Gradient descent under harmonic eigenvalue decay: worst-case analysis

Yaroslav Bulatov

16 Feb 2023 • 3 min read

Consider minimizing the following objective using gradient descent with learning rate $\alpha$ and $x\in \mathbb{R}^n$

$$\begin{equation}y=x^T H x \label{loss} \end{equation} $$

Where $H$ is Hessian matrix with $i$'th eigenvalue proportional to $\frac{1}{i}$ . This decay was observed in some convolutional network problems and conjectured to hold more generally, see Section 3.5 of Noisy Quadratic Model paper.

Because gradient descent is rotationally invariant, we can take $H$ to be diagonal with norm 1. Harmonic eigenvalue decay then corresponds to the following matrix.

$$H=\left(\begin{array}{ccccc} 1& 0 & 0 & \ldots & 0\\ 0 & \frac{1}{2} & 0 & \ldots& 0\\ 0 & 0 & \frac{1}{3} & \ldots & 0\\ \ldots & \ldots & \ldots & \ldots & \ldots\\ 0 &0 &0 &\ldots & \frac{1}{n} \end{array} \right)$$

Below we show that worst-case loss after $s$ steps for large $n$ is proportional to $1/s$

$$ \begin{equation} y_\text{worst}^s\approx \frac{1}{s} \end{equation} $$

Take starting point to lie on the unit circle and consider the loss after $s$ steps

You can show that worst-case scenario after $s$ steps picks a starting point where just one of the coordinates is non-zero, this coordinate depends on $s$. Below we can see in 2D how the worst case starting point changes depending on how many steps we take.

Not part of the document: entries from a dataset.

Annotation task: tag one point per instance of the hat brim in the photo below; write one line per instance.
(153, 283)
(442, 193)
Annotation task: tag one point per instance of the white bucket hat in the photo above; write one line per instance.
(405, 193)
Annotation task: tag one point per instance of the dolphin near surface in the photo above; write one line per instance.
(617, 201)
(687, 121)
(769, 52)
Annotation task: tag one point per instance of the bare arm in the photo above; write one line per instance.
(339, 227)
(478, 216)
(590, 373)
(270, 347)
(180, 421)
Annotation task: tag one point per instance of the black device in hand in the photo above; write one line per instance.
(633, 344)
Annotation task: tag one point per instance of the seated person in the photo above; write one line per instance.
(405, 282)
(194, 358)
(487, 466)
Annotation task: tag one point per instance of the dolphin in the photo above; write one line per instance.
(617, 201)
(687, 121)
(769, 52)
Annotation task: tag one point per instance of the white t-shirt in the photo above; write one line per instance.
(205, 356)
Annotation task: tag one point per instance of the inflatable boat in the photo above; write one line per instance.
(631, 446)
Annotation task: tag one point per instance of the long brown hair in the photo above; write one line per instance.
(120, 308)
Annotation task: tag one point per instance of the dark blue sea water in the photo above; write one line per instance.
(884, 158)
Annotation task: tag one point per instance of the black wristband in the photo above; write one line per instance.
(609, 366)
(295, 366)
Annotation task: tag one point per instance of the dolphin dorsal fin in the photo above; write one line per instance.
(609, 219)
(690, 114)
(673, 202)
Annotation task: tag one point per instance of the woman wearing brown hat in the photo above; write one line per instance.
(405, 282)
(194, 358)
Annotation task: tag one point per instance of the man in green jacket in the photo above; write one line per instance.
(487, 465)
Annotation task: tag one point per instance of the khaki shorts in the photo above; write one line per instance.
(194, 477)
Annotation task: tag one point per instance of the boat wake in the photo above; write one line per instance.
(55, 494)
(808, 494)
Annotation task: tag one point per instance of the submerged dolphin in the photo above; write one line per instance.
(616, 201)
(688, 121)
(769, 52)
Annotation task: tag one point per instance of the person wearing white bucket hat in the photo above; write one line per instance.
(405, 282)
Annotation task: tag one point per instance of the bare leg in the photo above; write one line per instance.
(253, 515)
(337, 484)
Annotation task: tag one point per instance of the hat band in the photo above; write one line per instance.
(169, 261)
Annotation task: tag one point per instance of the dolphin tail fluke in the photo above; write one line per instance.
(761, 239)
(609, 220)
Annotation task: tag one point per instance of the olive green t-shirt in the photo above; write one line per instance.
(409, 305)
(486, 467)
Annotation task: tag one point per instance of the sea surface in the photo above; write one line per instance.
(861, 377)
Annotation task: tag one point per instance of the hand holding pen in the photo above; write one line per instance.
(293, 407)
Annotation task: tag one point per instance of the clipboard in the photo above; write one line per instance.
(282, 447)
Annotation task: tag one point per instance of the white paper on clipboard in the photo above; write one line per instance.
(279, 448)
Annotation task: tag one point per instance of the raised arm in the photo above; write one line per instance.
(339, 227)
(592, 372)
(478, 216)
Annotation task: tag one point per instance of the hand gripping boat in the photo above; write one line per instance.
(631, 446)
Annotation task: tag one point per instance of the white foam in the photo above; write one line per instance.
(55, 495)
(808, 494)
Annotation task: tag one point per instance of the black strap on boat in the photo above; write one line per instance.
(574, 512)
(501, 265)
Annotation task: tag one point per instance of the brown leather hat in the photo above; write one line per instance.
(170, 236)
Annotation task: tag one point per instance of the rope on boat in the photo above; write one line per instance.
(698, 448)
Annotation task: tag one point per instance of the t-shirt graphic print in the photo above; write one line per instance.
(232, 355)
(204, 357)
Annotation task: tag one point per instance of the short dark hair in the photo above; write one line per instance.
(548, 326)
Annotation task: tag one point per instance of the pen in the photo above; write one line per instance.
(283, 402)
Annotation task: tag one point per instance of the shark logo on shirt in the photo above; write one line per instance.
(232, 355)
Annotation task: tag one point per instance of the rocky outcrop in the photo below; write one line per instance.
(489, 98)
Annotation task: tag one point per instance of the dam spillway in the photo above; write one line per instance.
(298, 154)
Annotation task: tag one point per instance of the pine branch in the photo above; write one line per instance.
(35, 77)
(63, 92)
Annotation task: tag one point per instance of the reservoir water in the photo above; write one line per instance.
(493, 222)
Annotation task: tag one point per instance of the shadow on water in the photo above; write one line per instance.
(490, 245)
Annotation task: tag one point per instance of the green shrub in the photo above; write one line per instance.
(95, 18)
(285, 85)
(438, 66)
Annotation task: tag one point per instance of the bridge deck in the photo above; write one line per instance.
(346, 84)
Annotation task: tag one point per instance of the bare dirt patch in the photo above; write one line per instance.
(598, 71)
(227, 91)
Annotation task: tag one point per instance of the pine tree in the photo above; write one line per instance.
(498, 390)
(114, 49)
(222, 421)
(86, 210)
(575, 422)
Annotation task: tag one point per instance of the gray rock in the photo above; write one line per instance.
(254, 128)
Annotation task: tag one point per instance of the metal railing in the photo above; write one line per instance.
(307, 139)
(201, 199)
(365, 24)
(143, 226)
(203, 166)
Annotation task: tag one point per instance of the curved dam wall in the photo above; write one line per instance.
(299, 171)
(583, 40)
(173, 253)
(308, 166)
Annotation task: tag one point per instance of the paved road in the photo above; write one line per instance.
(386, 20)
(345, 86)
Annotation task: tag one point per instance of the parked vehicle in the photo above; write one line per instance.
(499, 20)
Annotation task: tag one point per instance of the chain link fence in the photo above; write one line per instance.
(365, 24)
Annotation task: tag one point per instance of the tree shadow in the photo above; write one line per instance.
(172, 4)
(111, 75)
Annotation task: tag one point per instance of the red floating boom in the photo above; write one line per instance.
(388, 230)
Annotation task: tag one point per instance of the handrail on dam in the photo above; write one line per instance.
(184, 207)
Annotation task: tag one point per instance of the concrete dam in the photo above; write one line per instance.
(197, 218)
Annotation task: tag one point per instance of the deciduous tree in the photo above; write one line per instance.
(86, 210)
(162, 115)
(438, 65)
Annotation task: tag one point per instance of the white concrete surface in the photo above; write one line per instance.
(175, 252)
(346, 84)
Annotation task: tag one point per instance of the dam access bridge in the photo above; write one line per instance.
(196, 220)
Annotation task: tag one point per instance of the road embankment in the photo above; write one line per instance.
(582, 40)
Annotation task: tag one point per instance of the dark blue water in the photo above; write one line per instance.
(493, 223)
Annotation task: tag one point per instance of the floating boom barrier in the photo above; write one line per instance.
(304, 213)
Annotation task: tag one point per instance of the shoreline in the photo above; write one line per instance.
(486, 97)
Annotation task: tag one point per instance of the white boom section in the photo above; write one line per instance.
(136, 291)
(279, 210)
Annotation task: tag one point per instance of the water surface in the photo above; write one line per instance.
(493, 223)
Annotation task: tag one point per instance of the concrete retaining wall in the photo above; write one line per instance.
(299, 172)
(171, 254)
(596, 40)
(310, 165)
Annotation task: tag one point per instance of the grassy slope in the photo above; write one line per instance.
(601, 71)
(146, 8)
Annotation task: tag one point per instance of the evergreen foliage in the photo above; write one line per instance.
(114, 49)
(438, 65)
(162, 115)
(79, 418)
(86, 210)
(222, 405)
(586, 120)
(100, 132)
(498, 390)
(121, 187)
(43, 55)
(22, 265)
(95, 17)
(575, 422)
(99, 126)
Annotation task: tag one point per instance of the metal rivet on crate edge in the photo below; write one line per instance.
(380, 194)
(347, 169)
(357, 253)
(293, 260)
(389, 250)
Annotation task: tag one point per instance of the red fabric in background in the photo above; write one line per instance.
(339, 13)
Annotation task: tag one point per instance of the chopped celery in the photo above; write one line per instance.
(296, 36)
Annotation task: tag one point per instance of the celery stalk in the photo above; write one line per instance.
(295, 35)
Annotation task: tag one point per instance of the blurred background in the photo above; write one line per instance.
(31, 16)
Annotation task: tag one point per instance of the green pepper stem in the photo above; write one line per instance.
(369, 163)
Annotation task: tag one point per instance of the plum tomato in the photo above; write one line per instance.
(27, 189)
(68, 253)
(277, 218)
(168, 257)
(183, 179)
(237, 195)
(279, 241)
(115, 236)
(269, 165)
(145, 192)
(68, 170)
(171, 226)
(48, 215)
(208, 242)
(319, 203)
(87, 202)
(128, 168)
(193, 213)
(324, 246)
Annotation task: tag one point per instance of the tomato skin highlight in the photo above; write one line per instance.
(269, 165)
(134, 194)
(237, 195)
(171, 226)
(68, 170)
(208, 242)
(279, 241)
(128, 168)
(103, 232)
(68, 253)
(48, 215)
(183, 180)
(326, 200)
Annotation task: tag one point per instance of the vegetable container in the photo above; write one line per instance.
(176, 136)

Initially we get worst-case loss by starting with $(1,0)$, but eventually switch to $(0,1)$ which is the direction of smallest eigenvalue. Also, note that as we keep iterating, direction of gradient step aligns with the direction of smallest eigenvalue, so this rate determines eventual rate regardless of starting position.

Hence, eventually, our gradient descent is plodding along the smallest eigenvalue direction $e_n$, shrinks the distance by factor of $1-\lambda_n$ at each step. What if we used higher learning rate instead of $1$?

Unfortunately, if we use learning rate higher than $2/\lambda_1$, gradient descent becomes unstable and diverges along the direction of the largest eigenvalue $\lambda_1$.

Hence, asymptotic convergence rate is determined by the ratio of the largest and smallest eigenvalues, known as the condition number.

This is the classical analysis, but it often doesn't apply to practical high dimensional problems because reaching asymptotic regime requires unrealistic number of steps in high dimensions.

Consider again worst case direction after $s$ steps of gradient descent in 2 dimensions.

Now consider the same graph in 50 dimensions, visualizing worst case minimization path, along with some paths starting with random positions.

Solving for the direction producing worst-case loss after $s$ steps we get a vector with all 0s and a single 1 at the following position

$$ \begin{equation} i = \begin{cases} 2s+1 & s<\frac{n}{2} \\ n & \text{otherwise } \end{cases} \end{equation} $$ $$ x_\text{worst}=\langle 0, 0, \ldots, \underbrace{1}_{\text{i}}, \ldots, 0\rangle $$

Now for this starting position, compute gradient descent estimate after $s$ steps, substituting this into equation of loss, Eq $\ref{loss}$, and take 1st order Taylor approximation, we get

$$y^s_\text{worst}\approx \frac{8 s+1}{8 \sqrt{e} s} = O\left(\frac{1}{s}\right)$$

Note that when dimensionality $n$ exceeds number of 2*steps, worst case analysis does not depend on $n$